Rencananya, keputusan mengenai skema baru penyaluran subsidi BBM akan dilakukan pada tahun 2025 mendatang.
Kementerian Keuangan (Kemenkeu) pun menyatakan akan ada basis data (database) tunggal untuk penyaluran bahan bakar minyak (BBM) subsidi.
Basis data tunggal itu akan menggabungkan seluruh basis data kependudukan yang ada, seperti Data Terpadu Kesejahteraan Sosial (DTKS), data Badan Kependudukan dan Keluarga Berencana Nasional (BKKBN), data PLN, hingga data Pertamina.

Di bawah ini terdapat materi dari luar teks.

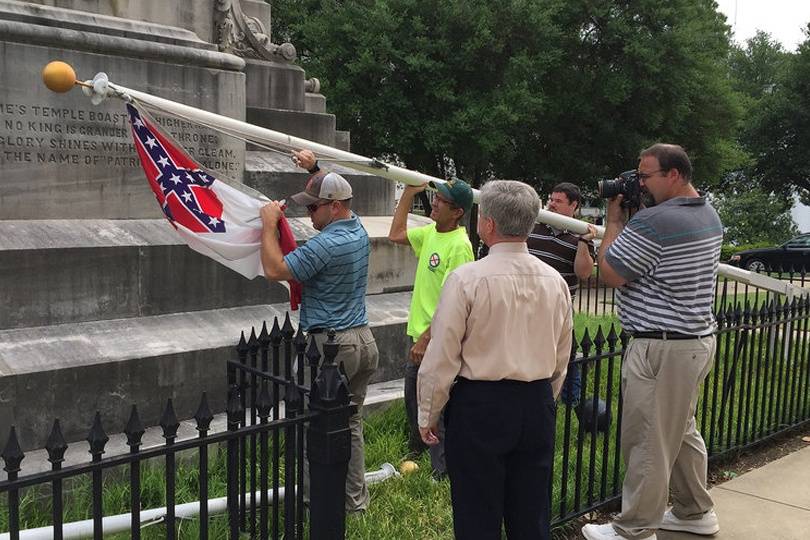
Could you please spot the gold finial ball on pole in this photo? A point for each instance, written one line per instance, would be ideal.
(59, 76)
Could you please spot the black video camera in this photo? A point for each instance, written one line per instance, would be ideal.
(628, 184)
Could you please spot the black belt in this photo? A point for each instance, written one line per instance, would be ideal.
(324, 330)
(666, 335)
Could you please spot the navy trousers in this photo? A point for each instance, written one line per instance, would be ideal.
(499, 444)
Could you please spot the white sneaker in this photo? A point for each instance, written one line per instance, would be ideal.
(707, 525)
(592, 531)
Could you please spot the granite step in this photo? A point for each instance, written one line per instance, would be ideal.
(70, 371)
(69, 271)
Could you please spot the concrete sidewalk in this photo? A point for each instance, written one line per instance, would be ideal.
(768, 503)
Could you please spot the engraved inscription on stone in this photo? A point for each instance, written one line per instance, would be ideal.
(92, 137)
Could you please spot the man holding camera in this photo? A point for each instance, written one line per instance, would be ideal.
(664, 264)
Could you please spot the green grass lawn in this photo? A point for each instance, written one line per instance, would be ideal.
(768, 379)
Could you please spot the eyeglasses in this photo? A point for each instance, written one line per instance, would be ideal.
(312, 208)
(644, 176)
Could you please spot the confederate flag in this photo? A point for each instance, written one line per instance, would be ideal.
(213, 218)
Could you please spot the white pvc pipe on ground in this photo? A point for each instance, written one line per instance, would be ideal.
(384, 170)
(123, 522)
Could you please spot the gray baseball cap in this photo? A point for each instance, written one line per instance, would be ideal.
(324, 185)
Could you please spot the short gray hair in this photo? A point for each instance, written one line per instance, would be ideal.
(512, 205)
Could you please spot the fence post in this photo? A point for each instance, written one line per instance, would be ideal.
(329, 448)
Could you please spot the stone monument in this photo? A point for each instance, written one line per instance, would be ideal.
(103, 306)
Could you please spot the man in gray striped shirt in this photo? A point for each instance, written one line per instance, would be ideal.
(664, 263)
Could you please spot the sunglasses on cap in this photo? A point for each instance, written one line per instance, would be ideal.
(312, 208)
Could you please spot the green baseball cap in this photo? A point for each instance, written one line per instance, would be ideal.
(457, 191)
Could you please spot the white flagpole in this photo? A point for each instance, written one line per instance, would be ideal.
(100, 88)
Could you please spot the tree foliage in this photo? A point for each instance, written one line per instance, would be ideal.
(778, 133)
(538, 90)
(754, 217)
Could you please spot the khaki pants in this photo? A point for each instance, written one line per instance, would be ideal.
(359, 356)
(661, 446)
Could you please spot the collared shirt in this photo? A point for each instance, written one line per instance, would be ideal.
(669, 255)
(333, 268)
(504, 317)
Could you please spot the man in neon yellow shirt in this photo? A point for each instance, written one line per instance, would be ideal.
(441, 247)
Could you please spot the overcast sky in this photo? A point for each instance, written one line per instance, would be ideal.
(783, 19)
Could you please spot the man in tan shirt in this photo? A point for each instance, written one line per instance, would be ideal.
(501, 338)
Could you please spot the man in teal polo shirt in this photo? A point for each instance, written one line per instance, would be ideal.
(441, 247)
(333, 269)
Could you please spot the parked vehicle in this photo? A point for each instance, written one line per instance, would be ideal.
(793, 254)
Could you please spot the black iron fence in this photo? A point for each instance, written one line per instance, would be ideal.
(271, 406)
(594, 298)
(758, 388)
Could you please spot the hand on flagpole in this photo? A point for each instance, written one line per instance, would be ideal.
(271, 213)
(304, 159)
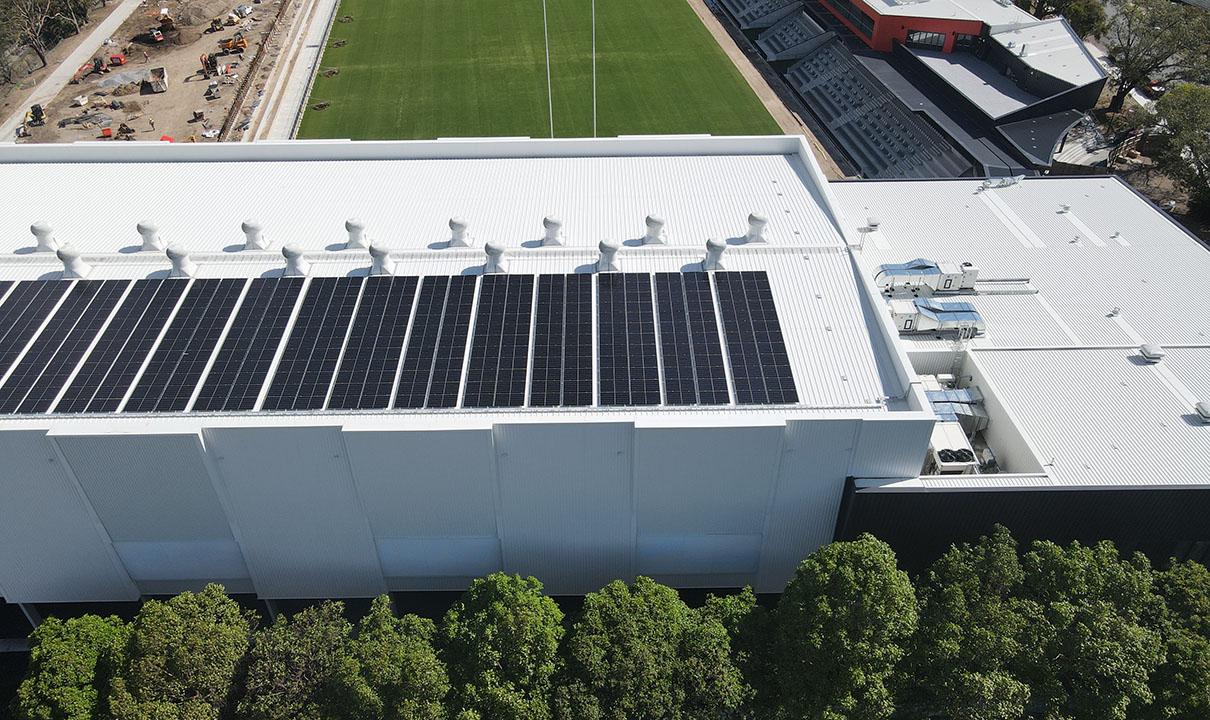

Pemerintah betul-betul menaruh perhatian pada ketepatan distribusi subsidi, sebab penerima yang salah dapat menyebabkan bocornya anggaran negara.
Bahlil mengungkapkan bahwa nilai subsidi energi yang kemungkinan tidak tepat sasaran mencapai Rp100 triliun dari total alokasi subsidi dan kompensasi energi tahun ini, yaitu sebesar Rp435 triliun.
Sudah terlalu lama kelompok masyarakat yang tidak berhak mendapatkan subsidi BBM malah menikmati fasilitas tersebut. Inilah yang menyebabkan subsidi BBM terus membebani APBN.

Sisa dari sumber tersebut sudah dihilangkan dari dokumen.